A few weeks ago in our weekly Facebook Live post, I talked about Matthew 11:27-30 and striving less to be like Jesus and striving more to be with Jesus. It's not that someone would see us being like Jesus but that someone would experience that we’ve been with Jesus. Constant communion with Jesus in all of life's moments is our aim, but this type of relationship takes preparation long before life gets chaotic or doesn’t go as planned. It's the cultivated relationship with Jesus over time that keeps us grounded in the present grace. It’s all about providing space for grace to happen- grace present with us in anticipation, long before life events take place that seek to throw us off course. Sitting with Jesus- spending time in God’s grace- reframes the good, the bad, and the ugly. We reexamine ourselves and our neighbors, and it’s as if our lenses are reshaped or transformed.
We find that it’s less about what Jesus would do and more about what Jesus is doing in me and how I am responding to life with grace. We didn’t plan these moments, but yet here we are. Moments that don't go the way our game plan was drawn out. Moments that call us to depend on faith and depend less on our ability to do something.
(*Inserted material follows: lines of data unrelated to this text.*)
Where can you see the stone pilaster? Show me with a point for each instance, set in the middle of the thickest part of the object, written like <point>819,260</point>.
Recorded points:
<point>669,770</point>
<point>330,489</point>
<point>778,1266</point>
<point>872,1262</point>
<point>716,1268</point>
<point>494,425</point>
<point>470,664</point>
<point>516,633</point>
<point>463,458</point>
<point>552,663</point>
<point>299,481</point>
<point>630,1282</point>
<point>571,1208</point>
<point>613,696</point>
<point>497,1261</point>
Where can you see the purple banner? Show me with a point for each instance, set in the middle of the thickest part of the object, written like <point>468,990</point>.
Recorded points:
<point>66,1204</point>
Let’s begin to ask ourselves what Jesus is doing in us and in our community. Making this shift toward being with Jesus in all rhythms of life translates into constant communion and knowing that every moment of life is a gracious moment of uncertainty which calls us to be present with Jesus and neighbor.
As we begin to think of ways to provide space for grace, let’s go back to the breadcrumbs from my earlier story. Robert Webber says that the bread and wine “embrace us, gather us into Jesus’ act of self-sacrificing love, claim us as members of the body of Christ, heal our hurts, reconcile us to each other and signify all that the Gospel proclaims.”(1) Grace is meeting us in the moment we receive this beautiful sacrament- perhaps the very grace we need for the next life event and the next neighbor we’ll encounter.
I’ll conclude with another quote from Robert Webber, “When we receive that bread into our mouth, bite and chew it, we are claiming God’s work. We are saying, “You paid the price; you did the work; you achieved my salvation; I accept it.” (2) May we all seek to receive from God what is being freely and continually given; and then, may we seek to share all that has been freely and continually given to us with a world full of neighbors who need it.
1 & 2. Robert Webber, Worship Is a Verb: Celebrating God’s Mighty Deeds of Salvation, Second Edition(Peabody, MA: Hendrickson Publishers, 1996), 96-97.
Questions for the week:
Am I praying for those people who I will rub shoulders with this week?
Am I seeking a space for grace to continually work in my life?
Am I using those moments in grace to prepare for what lies ahead?
Am I prepared to provide those same gracious gifts given to me to those I encounter?